I thought of these things when contemplating a new piece by Carl Vine, an Australian born in 1954. (He is not just Australian but is also from Perth, which, in my mind, makes him extra-Australian.) The piece is his String Quartet No. 6, which he nicknames “Child’s Play.” In a program note, he writes that the commissioners of the piece “wanted to help create music that uplifts, edifies, and elates.” He thought of children, with their playfulness, innocence, etc.
It's an old question: Can music mean anything?
This is all well and good, but a string quartet’s a string quartet for a’ that. It is a wordless piece of music.

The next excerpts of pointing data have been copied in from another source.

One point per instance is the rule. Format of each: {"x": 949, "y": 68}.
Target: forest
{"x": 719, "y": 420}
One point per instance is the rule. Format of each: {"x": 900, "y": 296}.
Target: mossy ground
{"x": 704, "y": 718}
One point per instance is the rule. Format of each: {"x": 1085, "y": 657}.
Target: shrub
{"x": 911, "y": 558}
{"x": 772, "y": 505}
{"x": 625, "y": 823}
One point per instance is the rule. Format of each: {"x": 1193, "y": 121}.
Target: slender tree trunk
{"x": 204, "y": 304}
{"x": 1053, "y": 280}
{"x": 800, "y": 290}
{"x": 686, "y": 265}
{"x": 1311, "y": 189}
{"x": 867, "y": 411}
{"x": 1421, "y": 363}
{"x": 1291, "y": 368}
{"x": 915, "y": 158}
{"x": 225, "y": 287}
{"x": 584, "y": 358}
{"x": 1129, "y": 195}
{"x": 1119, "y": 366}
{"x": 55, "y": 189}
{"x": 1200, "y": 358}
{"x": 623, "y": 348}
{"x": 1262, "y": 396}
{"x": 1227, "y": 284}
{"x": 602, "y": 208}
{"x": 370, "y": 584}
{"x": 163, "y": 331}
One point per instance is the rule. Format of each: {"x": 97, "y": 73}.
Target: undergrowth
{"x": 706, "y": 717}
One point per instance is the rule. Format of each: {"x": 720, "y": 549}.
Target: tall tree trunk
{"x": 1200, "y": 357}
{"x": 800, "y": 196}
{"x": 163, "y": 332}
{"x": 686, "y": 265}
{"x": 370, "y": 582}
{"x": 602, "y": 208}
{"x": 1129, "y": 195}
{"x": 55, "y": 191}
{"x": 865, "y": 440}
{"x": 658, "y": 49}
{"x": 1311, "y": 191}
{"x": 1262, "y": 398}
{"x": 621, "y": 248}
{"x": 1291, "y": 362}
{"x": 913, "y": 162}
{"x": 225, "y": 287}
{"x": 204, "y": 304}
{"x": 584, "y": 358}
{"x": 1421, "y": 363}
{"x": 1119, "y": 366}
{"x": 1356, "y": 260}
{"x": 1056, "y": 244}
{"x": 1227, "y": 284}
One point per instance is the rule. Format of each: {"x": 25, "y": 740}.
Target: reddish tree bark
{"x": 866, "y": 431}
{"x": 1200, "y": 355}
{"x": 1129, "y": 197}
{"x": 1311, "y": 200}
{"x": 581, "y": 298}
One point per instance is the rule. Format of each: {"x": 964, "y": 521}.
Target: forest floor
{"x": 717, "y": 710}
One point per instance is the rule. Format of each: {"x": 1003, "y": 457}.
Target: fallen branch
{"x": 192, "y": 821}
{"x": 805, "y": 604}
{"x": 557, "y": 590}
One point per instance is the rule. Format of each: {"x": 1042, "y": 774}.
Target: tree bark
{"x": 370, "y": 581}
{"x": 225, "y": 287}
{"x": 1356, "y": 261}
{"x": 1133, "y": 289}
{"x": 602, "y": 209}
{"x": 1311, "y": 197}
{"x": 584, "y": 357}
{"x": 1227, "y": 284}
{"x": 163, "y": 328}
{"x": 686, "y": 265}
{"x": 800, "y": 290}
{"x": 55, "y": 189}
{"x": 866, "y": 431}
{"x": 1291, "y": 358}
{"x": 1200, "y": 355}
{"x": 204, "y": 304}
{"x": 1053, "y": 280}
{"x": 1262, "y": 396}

And yet, if you’ve read the program notes—or even noticed the nickname—it’s too late: you will think that the piece is “about” children and their play. We think that La mer, the Debussy work, is “about” the sea because it’s called The Sea. Otherwise it could be about anything, or nothing. Vine’s string quartet, in addition to its nickname, has five movements with the following markings: “Play,” “Concentration,” “Friendship,” “Sleep,” and “Running.” Let me ask you: What if they had tempo markings? What if they were marked Allegro, Andante, Moderato, and so on? Would anyone be the wiser? Would anyone think of children and their play, or their sleep or what have you?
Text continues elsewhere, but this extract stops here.